Re: A New/Old code Just For Fun

On Jul 23, 11:06 am, Paulo Marques <pmarq...@xxxxxxxxxxxx> wrote:

It should be something like: sum_for_all_words(frequency * code_letters)
/ sum_for_all_words(frequency). I.e. the total number of letters used to
encode the corpus divided by to total number of words. This should give
the average letters per word used to encode the complete corpus.

If you need help debugging the code, you can send it to me privately.
I'm usually good at spotting other people's bugs. I just wish I could
use that superpower for my own programs :(

I found it. In my recursive display function I misplaced one line of
code so I was taking "strlen( tag )* lpScan->weight" before I appended
the final letter for this branch to the tag, so I ended up counting
the length of all the tags as one less than they should have been. I
fixed that and got:

Total Words 1075617
Total Letters 2321741
Average letters per word 2.16

SO overall, Huffman gets 2.16 vs my hand-made 2.35, or 8% improvement.

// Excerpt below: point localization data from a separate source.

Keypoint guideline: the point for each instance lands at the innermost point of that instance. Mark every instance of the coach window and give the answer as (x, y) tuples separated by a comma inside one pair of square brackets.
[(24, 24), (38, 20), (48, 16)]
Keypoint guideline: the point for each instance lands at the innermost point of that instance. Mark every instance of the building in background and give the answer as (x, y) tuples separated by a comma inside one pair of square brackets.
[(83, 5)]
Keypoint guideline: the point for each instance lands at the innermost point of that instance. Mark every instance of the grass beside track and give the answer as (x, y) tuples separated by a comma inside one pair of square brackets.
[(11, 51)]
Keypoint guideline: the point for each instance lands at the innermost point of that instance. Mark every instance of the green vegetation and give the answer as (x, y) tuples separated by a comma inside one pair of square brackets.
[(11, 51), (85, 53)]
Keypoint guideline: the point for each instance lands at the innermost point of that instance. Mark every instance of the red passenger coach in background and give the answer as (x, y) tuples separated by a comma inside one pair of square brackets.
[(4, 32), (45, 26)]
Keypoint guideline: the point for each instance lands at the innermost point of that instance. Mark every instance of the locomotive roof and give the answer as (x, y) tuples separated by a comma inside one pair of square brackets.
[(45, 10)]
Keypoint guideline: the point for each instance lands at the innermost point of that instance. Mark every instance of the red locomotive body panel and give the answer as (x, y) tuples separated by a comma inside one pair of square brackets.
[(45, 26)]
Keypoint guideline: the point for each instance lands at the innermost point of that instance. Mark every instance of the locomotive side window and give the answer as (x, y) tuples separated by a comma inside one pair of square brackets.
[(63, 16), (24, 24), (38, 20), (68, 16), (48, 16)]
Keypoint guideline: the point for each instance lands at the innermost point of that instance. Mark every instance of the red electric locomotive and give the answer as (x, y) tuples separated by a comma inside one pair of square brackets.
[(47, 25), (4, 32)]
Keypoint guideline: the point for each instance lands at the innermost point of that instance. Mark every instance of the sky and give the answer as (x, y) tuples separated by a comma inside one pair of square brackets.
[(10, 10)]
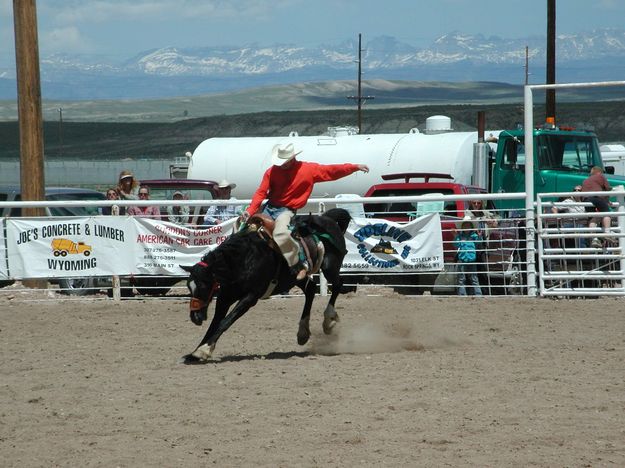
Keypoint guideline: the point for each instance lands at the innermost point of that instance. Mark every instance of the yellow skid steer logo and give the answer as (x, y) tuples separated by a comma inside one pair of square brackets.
[(62, 247)]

But more important, I learned a lot by doing this exercise. :)

BTW: as an alternative for making pronounceable codes, I discovered
the best approach is to build codes purely out of consonants, and then
add any old vowels you please when you use the codes. The human ear is
better at picking harmonious vowels than any program could be. So PTN
could be pronounced "patuma", or "aputiamu", or whatever you like,
without disturbing the self-segregating property. Adding a few rules
like "X" = "sh", "C" = "ch", and "Q"="th" makes even oddballs like XQ,
and CCN easy: "shathu", "chachani". Move over Apache Code Talkers. You
have met your match. :)